This was over their comments that calls for a blanket ban on Russian athletes at the 2018 Winter Olympics by a group of National Anti-Doping Organisations (NADOs) were "unhelpful".
A group of 17 NADOs made the initial call, since when the number in favour has grown to 28.
When asked for reaction to the NADO's statement, Helleland told insidethegames: "WADA depends on our stakeholders.
"We should listen carefully when they express concerns about the process and our position.
"I have spoken to different Government representatives and based on this I will state my view at the ExCo meeting."
Sir Craig denied that this had been the case, although he added: "There have been comments on the fact that I commented on statements from the special group of NADOs.
"I did say today that I was perfectly happy to discuss this openly - in a meeting.
"There seemed to be an assumption that NADOs were entitled to say whatever they want but I wasn't entitled to reply.
"But I am - and did.
"The reality is that the WADA policy is that we follow the road-map.
"We have already dealt with the questions today about the 95 cases where clearly there was not in our view sufficient evidence to produce an anti-doping rule violation.
"So all that was on the table."
Asked if he foresaw future instances where WADA and the NADOs would appear to be at odds, Reedie replied: "I hope not.

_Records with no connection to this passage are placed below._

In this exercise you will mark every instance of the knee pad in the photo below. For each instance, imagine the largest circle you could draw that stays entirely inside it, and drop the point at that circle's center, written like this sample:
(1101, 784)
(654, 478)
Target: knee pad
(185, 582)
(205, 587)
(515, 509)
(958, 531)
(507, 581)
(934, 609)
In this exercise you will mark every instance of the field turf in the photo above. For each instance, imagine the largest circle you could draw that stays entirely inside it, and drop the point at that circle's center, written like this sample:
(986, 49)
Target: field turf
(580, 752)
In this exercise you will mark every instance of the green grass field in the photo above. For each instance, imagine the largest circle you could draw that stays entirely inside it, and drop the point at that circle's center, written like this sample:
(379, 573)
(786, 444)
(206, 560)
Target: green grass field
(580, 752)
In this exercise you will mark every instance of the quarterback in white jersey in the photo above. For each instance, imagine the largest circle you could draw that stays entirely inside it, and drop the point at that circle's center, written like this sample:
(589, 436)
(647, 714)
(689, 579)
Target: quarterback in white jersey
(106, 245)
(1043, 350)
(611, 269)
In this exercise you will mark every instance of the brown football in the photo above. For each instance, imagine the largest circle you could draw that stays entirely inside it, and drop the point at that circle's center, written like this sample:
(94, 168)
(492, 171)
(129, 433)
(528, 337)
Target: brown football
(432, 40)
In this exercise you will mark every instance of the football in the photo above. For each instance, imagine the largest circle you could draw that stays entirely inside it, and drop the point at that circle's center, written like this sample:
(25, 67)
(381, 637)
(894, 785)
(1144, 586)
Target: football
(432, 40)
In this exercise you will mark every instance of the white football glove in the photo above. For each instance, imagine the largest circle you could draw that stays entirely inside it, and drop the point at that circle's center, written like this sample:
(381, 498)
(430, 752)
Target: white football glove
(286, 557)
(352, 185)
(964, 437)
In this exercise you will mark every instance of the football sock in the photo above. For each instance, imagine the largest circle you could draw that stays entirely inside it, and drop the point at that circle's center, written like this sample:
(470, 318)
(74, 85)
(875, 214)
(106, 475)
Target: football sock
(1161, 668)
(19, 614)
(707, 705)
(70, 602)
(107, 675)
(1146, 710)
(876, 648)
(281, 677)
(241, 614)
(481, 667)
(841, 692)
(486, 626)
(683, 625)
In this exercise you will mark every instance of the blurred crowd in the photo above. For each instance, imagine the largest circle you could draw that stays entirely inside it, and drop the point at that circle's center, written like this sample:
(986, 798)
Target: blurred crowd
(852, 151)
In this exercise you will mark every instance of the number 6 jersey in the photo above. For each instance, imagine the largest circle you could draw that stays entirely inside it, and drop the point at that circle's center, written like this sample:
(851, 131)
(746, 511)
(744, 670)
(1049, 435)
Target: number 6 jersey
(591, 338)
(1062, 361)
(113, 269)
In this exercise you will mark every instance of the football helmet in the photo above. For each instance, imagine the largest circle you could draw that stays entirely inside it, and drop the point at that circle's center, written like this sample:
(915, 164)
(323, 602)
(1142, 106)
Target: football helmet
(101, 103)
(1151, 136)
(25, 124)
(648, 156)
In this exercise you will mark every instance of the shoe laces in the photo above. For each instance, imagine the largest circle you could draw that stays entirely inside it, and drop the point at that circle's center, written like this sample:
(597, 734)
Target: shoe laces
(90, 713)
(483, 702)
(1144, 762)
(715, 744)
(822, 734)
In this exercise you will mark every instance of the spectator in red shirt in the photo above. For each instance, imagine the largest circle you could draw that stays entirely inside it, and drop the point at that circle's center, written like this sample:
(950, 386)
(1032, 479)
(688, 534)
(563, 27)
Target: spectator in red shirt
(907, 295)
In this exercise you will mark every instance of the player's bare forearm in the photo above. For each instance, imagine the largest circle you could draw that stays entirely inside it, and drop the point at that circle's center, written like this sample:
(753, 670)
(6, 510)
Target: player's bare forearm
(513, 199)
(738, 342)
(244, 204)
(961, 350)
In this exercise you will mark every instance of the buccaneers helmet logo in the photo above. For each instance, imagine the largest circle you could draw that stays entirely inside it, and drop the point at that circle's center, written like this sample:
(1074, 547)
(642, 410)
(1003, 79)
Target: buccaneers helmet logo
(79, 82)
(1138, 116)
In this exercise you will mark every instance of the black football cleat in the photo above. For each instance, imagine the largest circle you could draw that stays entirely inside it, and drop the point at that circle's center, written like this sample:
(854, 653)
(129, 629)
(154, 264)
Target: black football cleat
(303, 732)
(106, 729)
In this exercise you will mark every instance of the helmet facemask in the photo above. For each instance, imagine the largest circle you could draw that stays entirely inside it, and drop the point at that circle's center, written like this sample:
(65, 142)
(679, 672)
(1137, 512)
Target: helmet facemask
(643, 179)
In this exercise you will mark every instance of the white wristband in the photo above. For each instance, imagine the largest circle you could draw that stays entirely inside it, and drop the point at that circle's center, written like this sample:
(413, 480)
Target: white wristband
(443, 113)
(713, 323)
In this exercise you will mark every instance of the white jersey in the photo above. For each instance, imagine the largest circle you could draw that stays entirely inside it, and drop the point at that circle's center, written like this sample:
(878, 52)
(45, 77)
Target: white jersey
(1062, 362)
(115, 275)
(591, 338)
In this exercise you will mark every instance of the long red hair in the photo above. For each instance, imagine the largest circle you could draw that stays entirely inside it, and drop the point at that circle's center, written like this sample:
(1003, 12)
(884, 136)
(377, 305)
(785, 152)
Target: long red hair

"People seemed to be happy with what I've said.
"The best thing we can do for clean athletes is to have a robust, efficient testing programme in Russia.
"Some people take the view that it is very important that there should be some sanction on Russia.
"That was the problem faced by the IOC and I am sure they took it seriously."
Executive Committee member Tony Estanguet, co-chair of the successful Paris 2024 Olympic bid, acknowledged that the clearly expressed differences of opinion between the NADOs and WADA officials had created some confusion.
"We must try to speak together," he told insidethegames. "If we don't it is difficult for the athletes to understand what is the direction we are taking.
"It is good to have comments, and passion, but if we use the media for this purpose, definitely there will be some tension in our community.
"It is more constructive to have the discussion in meetings."